Use dead time on transportation
When we take public transport in Singapore, we tend to try to find the fastest possible way to get from Point A to Point B. But when you’ve got work to do, it can sometimes make more sense to spend a little longer on your commute in exchange for a seat.
For instance, before the opening of the Downtown Line, it used to take about 1 hour 15 minutes by bus from my home to Orchard Road, while by bus and MRT it would take about 1 hour. If I had to choose, I would still pick the bus ride, because I would almost always be able to get a seat and put in at least a solid hour of work on my laptop. I might save 15 minutes by taking a feeder bus/MRT combination, but I would hardly be able to squeeze in any work due to the frequent changes and not getting a seat on the MRT.
Commuting is pretty much dead time, and if you have a long round-trip of 2-3 hours per day, you should absolutely find ways to work during that time. One advantage is that the bus or train ride just flies by when you’re working, while it seems to crawl like a snail when you spend the whole ride staring at your smartphone. The same applies when your bus takes 20 minutes to arrive—20 minutes of solid work just flies by, while 20 minutes staring at your watch and cursing SMRT feels like 20 years.
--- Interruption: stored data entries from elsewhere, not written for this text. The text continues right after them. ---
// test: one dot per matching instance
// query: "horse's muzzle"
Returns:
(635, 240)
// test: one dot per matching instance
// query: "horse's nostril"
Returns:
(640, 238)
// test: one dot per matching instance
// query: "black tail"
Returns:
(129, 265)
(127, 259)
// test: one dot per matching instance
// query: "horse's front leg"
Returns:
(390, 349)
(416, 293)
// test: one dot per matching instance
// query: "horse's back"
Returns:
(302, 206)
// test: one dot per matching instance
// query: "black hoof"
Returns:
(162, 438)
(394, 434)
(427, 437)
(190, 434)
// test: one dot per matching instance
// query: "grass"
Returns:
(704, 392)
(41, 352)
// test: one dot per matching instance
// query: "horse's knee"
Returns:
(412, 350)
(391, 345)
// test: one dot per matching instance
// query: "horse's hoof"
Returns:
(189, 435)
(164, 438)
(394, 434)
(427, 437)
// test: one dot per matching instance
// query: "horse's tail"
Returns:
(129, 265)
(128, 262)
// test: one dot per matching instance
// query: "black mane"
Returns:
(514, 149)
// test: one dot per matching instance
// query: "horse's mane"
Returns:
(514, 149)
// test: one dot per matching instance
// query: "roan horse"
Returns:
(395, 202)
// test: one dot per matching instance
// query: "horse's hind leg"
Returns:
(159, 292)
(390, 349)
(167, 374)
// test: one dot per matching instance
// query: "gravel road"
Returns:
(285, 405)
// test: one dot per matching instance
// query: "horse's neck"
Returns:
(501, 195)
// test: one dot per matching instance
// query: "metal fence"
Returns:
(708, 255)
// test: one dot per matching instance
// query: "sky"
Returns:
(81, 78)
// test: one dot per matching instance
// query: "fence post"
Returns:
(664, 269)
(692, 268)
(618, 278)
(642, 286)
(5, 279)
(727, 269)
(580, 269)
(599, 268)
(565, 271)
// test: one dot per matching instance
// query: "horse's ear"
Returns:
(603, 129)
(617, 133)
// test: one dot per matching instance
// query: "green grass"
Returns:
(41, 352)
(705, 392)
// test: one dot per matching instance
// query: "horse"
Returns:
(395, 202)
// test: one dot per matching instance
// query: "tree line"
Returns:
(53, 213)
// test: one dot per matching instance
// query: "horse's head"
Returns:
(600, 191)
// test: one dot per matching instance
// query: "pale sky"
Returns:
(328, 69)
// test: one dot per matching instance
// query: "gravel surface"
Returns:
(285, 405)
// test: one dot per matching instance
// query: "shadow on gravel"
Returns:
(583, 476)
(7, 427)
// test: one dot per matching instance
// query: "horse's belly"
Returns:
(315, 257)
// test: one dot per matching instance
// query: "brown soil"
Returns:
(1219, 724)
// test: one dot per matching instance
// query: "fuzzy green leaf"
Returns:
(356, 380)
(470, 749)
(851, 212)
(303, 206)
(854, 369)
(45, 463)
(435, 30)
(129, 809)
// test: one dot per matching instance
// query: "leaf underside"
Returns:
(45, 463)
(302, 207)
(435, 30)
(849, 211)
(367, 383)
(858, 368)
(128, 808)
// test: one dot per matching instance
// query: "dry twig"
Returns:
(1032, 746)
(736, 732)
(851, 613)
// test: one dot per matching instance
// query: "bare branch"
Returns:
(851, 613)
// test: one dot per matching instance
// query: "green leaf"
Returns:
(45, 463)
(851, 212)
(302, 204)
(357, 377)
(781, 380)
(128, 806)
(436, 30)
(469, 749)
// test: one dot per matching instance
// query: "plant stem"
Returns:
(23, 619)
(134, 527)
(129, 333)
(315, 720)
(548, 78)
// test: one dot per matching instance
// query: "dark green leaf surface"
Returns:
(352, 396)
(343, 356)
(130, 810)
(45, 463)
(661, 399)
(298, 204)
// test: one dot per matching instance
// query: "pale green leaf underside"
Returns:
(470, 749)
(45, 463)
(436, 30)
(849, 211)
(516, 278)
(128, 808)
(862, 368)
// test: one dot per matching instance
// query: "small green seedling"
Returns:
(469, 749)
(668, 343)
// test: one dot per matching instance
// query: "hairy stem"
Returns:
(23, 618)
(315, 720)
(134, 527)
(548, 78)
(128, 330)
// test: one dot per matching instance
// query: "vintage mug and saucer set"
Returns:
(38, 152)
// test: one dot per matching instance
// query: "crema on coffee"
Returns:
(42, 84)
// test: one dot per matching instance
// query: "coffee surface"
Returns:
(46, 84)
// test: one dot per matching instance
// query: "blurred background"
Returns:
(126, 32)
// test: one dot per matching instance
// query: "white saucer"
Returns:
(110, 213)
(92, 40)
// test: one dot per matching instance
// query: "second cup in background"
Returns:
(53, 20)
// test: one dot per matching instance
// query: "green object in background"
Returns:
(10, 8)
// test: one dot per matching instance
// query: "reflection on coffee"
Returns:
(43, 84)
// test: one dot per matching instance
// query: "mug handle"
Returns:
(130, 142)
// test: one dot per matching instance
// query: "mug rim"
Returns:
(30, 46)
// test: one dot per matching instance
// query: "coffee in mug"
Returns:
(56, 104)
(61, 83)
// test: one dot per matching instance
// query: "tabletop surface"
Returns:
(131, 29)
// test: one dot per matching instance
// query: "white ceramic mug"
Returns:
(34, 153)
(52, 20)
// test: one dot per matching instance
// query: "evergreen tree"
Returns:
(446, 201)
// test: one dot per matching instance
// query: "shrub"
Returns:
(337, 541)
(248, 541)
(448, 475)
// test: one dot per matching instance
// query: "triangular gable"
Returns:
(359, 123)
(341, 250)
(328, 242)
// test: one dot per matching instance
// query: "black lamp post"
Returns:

For those who travel frequently for business, you spend huge chunks of time waiting when you fly, whether you’re sitting by the boarding gate, standing in line to get your boarding pass or waiting for an interminable flight to be over. Use that time to get some work done so you can relax a little more when you arrive at your destination.
Charge your devices fully before leaving the house
You can’t always rely on the fact that you’ll have easy access to a power point. Remember what happened to that girl who got slapped with a hefty bill after charging her phone using a power socket at an MRT station?
If you work on a laptop or have to reply to your emails on your mobile phone, keep your devices fully charged before you leave the house and you won’t have to worry about running out of battery when you’re still working.
If you’re on a Macbook Pro, your battery should be able to last at least 5-6 hours even if it’s a little busted. That’s more than half a day’s work right there.
Use headphones to block out sound
Trying to hunker down and work but keep getting distracted by that auntie on the bus nagging her kid about getting a lousy score on his math test? Or is the cafe whose wifi you’re using blasting unforgivable Justin Bieber songs?
Then you’ll be glad you’ve got a pair of noise-cancelling headphones. Plug them into your MP3 player or laptop, clamp them on over your skull and you’re instantly in your own world. Sometimes I just leave them on without playing a sound just so I don’t have to listen to other people’s conversations as I work.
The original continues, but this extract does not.